What is the effect of competitive inhibitors on Vmax and Km?
-As inhibitor is binding to the same site as a substrate, find that can overcome effect of reversible inhibitor by increasing substrate concentration.
-So when substrate concentration is reached to a relatively high level, substrate binding sites are occupied solely by substrates and the inhibitor molecules can’t bind, which is why Vmax, the maximal velocity of
the enzyme, won’t actually be affected, it will remain the same.
-However, the concentration of substrate required to
reach half Vmax does change - can refer to as Km apparence, so the apparent Km in the presence of an enzyme - it
gets larger.
-This is because need to provide more substrate to occupy half the active sites within the enzyme population
in order to reach half of the maximal velocity, as they’re going to be competing with the inhibitor for presence in those sites.
-The apparent Km shifts or becomes greater, and Michaelis Menten’s constant becomes greater apparently in
the presence of the competitive inhibitor.
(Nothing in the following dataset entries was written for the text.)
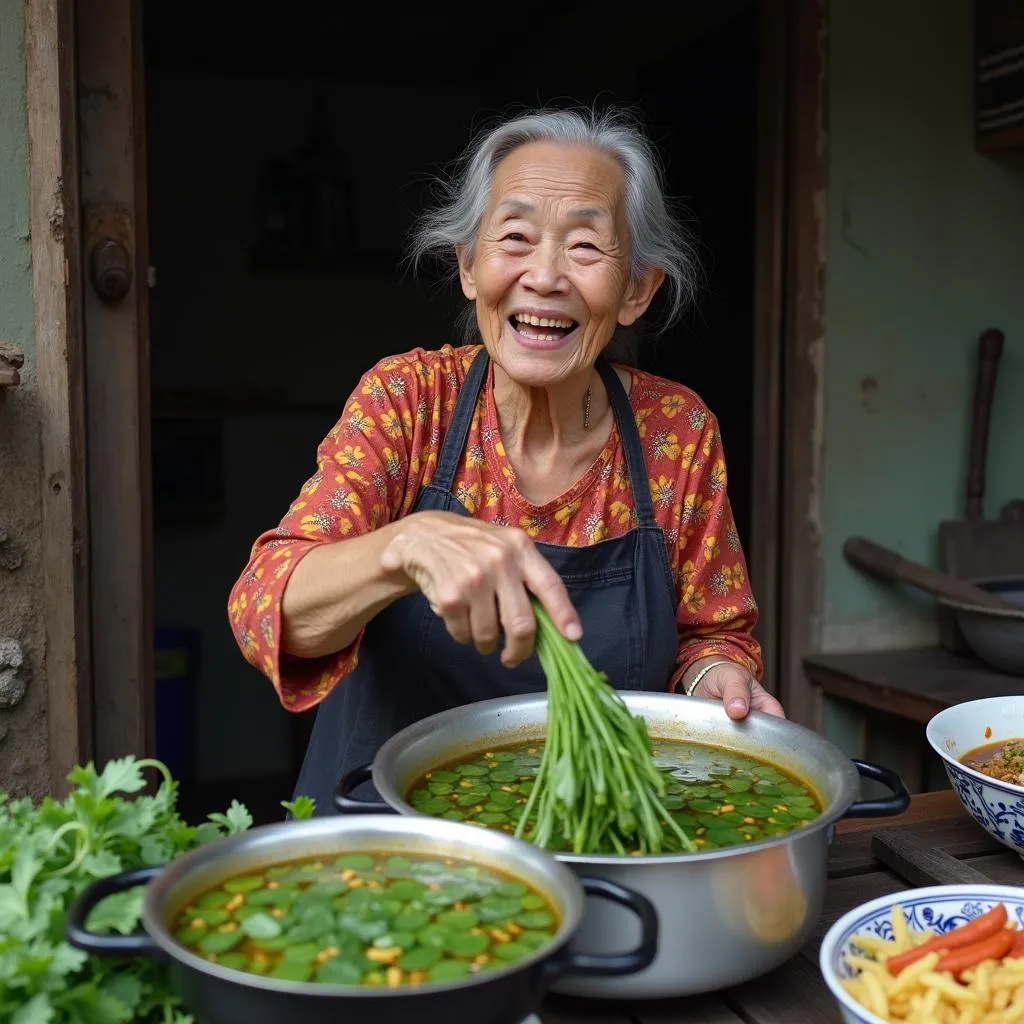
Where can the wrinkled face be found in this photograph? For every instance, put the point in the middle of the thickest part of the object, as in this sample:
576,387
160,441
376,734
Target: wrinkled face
550,272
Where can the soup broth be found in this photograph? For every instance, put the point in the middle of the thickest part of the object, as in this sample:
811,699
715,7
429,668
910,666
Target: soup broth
368,920
1003,761
719,797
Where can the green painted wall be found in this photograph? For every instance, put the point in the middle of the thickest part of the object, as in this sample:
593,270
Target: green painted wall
15,256
925,250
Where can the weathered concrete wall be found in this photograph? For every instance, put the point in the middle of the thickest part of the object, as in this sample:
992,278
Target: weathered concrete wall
24,756
924,254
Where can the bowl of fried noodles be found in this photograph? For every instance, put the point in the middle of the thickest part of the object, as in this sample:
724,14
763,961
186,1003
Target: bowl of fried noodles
942,954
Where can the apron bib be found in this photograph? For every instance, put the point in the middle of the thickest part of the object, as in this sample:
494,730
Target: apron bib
411,668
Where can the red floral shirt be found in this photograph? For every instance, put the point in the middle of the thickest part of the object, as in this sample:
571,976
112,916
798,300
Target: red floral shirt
384,449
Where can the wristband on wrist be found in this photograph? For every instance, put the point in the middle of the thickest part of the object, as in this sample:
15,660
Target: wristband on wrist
695,681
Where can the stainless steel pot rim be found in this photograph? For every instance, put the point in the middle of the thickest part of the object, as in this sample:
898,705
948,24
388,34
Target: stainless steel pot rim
829,815
460,834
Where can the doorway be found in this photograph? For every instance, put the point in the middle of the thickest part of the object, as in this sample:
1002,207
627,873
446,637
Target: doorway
253,347
256,339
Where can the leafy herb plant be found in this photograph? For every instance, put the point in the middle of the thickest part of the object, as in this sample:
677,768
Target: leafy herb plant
49,853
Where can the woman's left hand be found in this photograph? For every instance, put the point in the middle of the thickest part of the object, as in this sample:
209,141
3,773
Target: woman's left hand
738,691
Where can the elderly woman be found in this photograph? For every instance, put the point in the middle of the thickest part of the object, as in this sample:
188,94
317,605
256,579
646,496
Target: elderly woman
460,482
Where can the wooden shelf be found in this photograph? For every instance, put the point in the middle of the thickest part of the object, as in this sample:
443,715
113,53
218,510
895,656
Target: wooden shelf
914,684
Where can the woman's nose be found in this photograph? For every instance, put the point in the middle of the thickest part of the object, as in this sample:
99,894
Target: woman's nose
546,272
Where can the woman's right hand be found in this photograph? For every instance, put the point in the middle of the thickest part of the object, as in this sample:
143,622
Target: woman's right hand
478,578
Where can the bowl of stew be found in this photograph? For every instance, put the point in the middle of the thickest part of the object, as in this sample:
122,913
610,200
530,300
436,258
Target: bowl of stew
981,743
760,797
380,919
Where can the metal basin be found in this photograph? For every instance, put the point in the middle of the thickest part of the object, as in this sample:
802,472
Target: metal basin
996,636
216,994
726,915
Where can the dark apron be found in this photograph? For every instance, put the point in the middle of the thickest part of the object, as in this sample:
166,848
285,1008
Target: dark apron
410,667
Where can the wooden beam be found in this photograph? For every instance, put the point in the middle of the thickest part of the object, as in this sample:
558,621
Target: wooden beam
49,50
801,564
113,157
769,275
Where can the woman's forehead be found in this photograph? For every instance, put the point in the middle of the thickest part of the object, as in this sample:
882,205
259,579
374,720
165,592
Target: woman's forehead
583,181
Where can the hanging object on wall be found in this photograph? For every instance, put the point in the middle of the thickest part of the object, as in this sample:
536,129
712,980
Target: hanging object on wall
998,103
305,205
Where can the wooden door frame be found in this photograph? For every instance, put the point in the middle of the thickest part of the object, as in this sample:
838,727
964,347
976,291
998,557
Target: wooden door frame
56,278
87,573
97,594
788,343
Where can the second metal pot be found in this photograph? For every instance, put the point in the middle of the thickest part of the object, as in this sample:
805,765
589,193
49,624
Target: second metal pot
726,915
217,994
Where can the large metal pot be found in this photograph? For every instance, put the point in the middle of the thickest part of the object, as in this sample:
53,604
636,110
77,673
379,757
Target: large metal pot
726,915
219,995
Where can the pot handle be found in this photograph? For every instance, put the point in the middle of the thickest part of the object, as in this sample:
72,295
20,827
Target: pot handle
885,806
343,801
611,965
80,937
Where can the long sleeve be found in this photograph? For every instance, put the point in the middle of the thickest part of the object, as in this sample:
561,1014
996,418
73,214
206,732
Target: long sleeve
369,470
717,611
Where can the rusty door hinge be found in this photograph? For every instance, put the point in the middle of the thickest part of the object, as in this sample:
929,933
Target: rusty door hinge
11,359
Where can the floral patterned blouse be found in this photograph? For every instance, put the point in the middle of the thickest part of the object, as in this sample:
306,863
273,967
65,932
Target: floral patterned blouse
384,449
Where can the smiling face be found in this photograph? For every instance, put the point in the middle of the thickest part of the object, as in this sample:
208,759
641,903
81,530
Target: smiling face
550,272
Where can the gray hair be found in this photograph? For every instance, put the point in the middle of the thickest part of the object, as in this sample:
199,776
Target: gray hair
657,240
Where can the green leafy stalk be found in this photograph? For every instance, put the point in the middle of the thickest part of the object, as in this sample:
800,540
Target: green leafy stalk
597,788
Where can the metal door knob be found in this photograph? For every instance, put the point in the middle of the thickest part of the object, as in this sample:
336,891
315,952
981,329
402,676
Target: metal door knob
111,269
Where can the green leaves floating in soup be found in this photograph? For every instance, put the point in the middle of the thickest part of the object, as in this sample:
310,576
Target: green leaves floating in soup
368,920
719,797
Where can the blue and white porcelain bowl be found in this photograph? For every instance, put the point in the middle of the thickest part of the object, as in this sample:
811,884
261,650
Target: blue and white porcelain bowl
997,807
934,908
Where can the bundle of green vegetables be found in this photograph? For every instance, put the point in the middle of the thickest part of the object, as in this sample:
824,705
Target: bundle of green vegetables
49,853
597,786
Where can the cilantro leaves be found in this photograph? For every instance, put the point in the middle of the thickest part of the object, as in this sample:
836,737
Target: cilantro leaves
49,853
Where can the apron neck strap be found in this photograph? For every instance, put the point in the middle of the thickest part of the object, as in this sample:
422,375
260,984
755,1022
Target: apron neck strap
627,423
462,419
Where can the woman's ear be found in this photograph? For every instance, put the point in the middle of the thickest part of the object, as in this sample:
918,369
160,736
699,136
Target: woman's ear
639,295
466,272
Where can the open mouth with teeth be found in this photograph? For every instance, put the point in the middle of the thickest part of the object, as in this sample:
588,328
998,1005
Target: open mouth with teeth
542,328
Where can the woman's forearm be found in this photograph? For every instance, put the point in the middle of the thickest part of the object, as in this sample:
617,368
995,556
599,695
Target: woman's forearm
335,590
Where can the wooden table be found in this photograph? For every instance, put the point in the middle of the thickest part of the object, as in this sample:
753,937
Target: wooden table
914,684
796,993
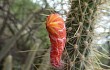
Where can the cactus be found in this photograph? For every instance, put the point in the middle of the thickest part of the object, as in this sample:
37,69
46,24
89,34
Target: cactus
79,32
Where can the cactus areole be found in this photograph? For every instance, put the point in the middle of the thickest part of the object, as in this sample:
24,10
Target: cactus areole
57,34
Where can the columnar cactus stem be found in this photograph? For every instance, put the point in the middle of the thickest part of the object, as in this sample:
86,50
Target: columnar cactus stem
79,31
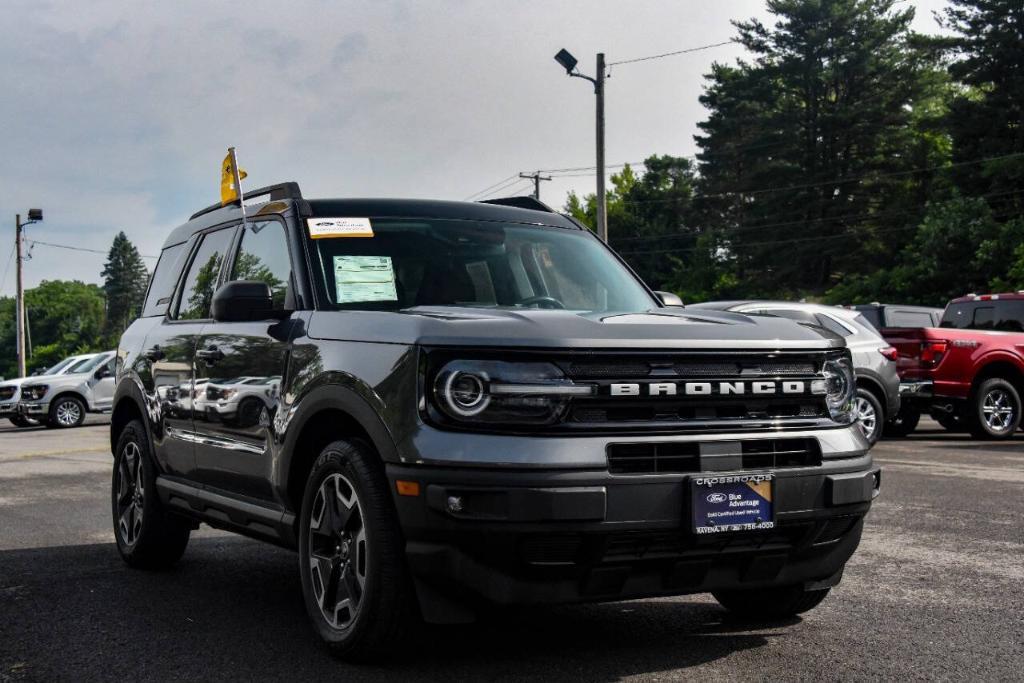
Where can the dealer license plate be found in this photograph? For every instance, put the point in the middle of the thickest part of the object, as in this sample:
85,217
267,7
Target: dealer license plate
723,503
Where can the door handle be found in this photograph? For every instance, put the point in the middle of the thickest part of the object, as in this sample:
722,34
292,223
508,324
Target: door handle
210,354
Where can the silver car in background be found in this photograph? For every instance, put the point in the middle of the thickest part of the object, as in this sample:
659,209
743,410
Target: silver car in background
873,358
62,400
10,391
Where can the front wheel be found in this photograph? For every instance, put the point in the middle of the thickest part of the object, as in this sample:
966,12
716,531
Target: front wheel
67,412
771,603
147,536
995,410
870,416
351,555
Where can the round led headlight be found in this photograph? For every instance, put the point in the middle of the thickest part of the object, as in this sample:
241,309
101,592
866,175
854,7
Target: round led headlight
465,393
841,387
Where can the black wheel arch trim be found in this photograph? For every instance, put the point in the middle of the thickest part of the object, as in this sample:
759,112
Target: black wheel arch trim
332,396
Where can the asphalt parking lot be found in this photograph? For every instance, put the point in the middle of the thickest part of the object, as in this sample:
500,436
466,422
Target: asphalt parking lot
935,591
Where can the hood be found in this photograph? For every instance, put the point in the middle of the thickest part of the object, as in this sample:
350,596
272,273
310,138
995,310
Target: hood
657,329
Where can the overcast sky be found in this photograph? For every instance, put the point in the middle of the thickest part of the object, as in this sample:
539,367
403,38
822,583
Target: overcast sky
116,115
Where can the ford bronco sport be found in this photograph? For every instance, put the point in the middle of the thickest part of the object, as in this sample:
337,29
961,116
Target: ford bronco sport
476,404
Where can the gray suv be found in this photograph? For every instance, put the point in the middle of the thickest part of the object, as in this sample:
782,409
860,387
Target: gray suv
476,404
873,358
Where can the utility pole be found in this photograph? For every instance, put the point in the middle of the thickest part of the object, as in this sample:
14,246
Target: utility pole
602,209
19,300
568,62
35,215
536,177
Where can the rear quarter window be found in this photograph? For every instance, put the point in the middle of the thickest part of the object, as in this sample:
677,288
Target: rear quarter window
164,278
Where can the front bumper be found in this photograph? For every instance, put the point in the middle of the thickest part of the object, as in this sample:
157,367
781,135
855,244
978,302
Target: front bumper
571,536
33,409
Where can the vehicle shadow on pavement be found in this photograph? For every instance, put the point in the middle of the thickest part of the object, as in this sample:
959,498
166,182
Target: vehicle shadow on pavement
232,608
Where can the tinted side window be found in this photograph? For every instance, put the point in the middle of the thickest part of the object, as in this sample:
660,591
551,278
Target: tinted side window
1009,316
909,318
194,303
833,326
162,285
263,257
958,315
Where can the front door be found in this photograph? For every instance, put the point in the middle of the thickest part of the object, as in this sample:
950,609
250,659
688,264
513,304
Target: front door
170,350
239,371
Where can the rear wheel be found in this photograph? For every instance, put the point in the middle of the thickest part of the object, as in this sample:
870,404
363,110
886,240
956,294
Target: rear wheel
904,422
770,603
147,536
67,412
995,410
351,555
870,416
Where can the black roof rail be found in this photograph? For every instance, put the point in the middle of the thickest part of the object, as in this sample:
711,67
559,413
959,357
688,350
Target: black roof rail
282,190
521,203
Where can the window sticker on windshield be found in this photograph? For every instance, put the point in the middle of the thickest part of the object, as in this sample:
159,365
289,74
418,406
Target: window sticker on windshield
364,279
339,227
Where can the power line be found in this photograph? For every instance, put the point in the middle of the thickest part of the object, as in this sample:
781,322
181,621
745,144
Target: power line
6,270
85,249
488,187
855,218
671,54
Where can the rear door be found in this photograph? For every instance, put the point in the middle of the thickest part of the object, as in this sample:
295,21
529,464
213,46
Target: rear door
240,367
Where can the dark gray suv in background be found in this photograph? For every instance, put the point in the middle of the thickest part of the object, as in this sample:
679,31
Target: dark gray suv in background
478,404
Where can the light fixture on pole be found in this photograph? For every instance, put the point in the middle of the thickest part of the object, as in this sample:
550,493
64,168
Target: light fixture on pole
35,215
568,62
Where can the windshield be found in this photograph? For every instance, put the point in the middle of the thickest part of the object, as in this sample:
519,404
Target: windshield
409,263
88,365
55,370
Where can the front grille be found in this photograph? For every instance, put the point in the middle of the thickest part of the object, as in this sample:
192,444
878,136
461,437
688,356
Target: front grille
681,458
716,410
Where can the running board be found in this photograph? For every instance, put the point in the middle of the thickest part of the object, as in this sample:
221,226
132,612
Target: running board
229,513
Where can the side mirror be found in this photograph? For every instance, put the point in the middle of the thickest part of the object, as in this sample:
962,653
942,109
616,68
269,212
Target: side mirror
669,299
245,301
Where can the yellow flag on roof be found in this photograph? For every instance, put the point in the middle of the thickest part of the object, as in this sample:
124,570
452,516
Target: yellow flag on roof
228,179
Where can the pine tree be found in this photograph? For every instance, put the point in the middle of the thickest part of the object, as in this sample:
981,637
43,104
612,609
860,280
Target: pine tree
125,280
811,155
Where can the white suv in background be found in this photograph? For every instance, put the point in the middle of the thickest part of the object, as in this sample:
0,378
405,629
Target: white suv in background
10,391
62,400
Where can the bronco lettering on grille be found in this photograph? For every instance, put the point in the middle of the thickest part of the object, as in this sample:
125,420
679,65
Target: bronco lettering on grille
708,388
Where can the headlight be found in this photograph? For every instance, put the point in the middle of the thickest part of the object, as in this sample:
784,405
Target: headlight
35,392
495,391
839,387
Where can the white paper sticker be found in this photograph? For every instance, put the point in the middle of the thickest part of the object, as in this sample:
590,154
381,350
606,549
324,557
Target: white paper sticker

What is non-competitive inhibition?
-Dealing with a multi-substrate reaction, so need substrates A and B to be present in enzyme.
-Inhibitor binds in
substrate B’s recognition site, so it could be a competitive inhibitor with regards to substrate B.
-However, if thinking
about it in terms of substrate A, it’s actually considered a non-competitive inhibitor with regard to substrate A.
-So it doesn’t matter if change concentration of substrate A, that’s not going to prevent inhibitor from binding to substrate B’s binding site.
-Due to this, will see a lower Vmax.
-With respect to A, it’s going to lower the maximal velocity of the enzyme or lower the active amount of enzyme present within population, but with respect to A, Km won’t change.